Varun: Yeah, yeah. It’s interesting. We’ve gotten a couple of questions along that [inaudible 8:45]. There are actually a spectrum of sleep disorders called disorders of arousal and night terrors is probably the most intense. And then, the middle of the road is sleep walking. So, your child is still appears to be awake, they walk around the room but there’s no yelling, there’s on screaming, there’s no crying. And the mildest form of disorders of arousal is called confusional arousal. So, your child usually is still in bed. They may mumble a little bit, they’ll toss and turn, they may moan a little bit, but nothing…
Ryan: Is this like sleep talking?
Varun: Yeah, a little bit. So, they all fall under the same umbrella of sleep disorders and they’re all tied to the same dissociative state in the brain. They’re all very, very similar.
Ryan: So, with Lully, so it’s a vibrating disc under your bed that you, as a parent, turn on at a certain point in time. You get an app on your iPhone that connects to it and you turn it on and it vibrates for 3 minutes or you turn it off when your kid starts moving.
How did you guys come up with the idea, “Let’s use vibration to interrupt like a sleep pattern”? I think it’s genius because I don’t have to medicate my child. I hardly have to do anything. I let the app know when my kid goes to bed and then it notifies me and says it’s time for Lully and I do it when it’s time and that’s all I have to do. How did you come up with the idea, like, “Let’s skip medication, let’s just try vibration?” Did you try a bunch of things or was it just…
Varun: Yeah. It was sort of 2 parts to it. The program we were in at Stanford, called “Biodesign”, it teaches a very specific philosophy to innovation. You really identify the problem that you’re trying to solve and then you build a set of criteria that the solution to that problem needs to meet. This is way before you even start thinking about whether you can solve the problem or not or how you’re going to solve it.
Ryan: So you just say, “Here’s our problem. In order for this problem to met, we need to meet certain criteria.” And that’s kind of how you start.
Varun: Exactly. One of our most important criteria was it shouldn’t be drug-based. Criteria like that are things we gather talking to customers. So, we talked to moms and dads who are dealing with night terrors and try to understand what are the most important aspects that a solution needs to meet for it to be adopted by a parent dealing with this problem.
So, it not being something that was drug-based was really important. It not being something that interrupted with sleep routine or the sleep environment was really important. It not being something that they’d have to wear was important from a compliance standpoint. So, we put together this list of 8 to 10 requirements that are really important for a solution to meet. That’s sort of phase 1 of coming out with a solution.
Then, phase 2 was really clinical-research-driven. Spend a lot of time looking back at early literature about night terrors. Honestly, there isn’t a lot about night terrors, but…
Ryan: Yeah. It must be hard if clinically, they think it’s benign so let’s not worry about it.
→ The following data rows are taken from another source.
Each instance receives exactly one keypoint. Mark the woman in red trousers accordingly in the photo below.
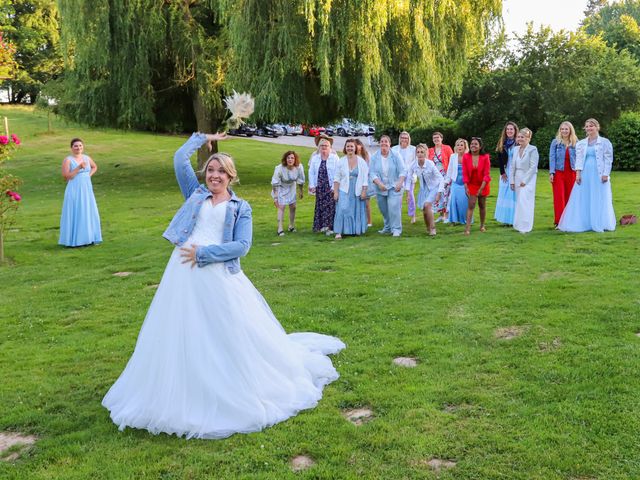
(562, 167)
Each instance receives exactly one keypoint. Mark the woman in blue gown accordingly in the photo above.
(506, 201)
(590, 205)
(350, 193)
(458, 200)
(80, 220)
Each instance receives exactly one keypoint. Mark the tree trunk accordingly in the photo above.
(205, 125)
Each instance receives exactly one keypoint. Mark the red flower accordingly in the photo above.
(14, 195)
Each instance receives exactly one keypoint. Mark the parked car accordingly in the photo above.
(244, 129)
(285, 129)
(269, 131)
(294, 129)
(345, 128)
(313, 130)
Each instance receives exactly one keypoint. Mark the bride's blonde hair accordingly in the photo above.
(227, 163)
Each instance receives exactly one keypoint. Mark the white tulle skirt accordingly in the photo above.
(211, 360)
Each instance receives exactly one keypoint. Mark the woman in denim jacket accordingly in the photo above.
(211, 359)
(590, 207)
(562, 167)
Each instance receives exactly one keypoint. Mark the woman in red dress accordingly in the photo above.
(476, 169)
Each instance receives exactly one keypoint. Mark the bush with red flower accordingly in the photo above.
(10, 199)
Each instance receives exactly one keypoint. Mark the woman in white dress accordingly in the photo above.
(431, 185)
(288, 177)
(211, 360)
(523, 173)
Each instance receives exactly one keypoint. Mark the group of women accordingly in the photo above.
(208, 365)
(453, 181)
(579, 172)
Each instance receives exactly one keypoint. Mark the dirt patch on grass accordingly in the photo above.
(122, 274)
(455, 408)
(409, 362)
(436, 464)
(13, 444)
(552, 346)
(509, 333)
(358, 416)
(551, 275)
(301, 462)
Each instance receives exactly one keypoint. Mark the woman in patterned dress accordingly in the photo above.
(287, 178)
(439, 155)
(322, 168)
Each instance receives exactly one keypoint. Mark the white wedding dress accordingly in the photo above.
(211, 359)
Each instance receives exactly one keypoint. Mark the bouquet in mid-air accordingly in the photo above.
(241, 106)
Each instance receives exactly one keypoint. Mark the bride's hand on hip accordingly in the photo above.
(188, 255)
Varun: Exactly. So no one wants to study it. No one gives you a grant to study night terrors. But we did find a handful of papers – they were just case reports. So, 2-3 kids being studied back in the ‘80s and some clinicians describing a technique called “Scheduled Awakenings” where they suggested keeping a track of your child’s night terrors and then walking into the room at some point in the night fully waking up your child, keeping them up for 5 minutes and then putting them back to bed. It was a small sample size in terms of clinical studies, but the results look really compelling.
These were families that were dealing with night terrors for years on end and all of a sudden, they do this for a couple of weeks and in 12 months of follow up, these children didn’t have their night terrors come back.
Ryan: Was this something that parents would do every night?
Varun: Yeah. Parents would do it every night for up to 7 weeks. So, there was some clinical data which said, “Hey, there’s something about interrupting sleep cycles that looks like it may make sense.” So that was sort of data point number 1. The second was, we were at Stanford and we were really lucky to be at Stanford because sleep medicine as a field was created at Stanford by Bill Dement and Christian Guilleminault back in the ‘60s and ‘70s and Dr. Guilleminault still practices there. So, we went and started working with him and he’s sort of a walking encyclopedia about sleep.
We’d walk into his office on a Friday afternoon and just rattle off questions and he’d just answer them off the top of his head.
Ryan: So it’s like Google, but for sleep disorders and stuff.
Varun: Yes! Exactly! For a very, very specific space [inaudible 14:26]. We were also lucky because there was a clinician from the University of Minnesota who used to come to Stanford once a month only to run their parasomnia clinic and nigh terrors are considered a parasomnia. He’s someone who’s being invited to Stanford only to run a parasomnia clinic because he is one of the best in the world. So we had tremendous resources at Stanford, 2 clinicians who understood what was going on.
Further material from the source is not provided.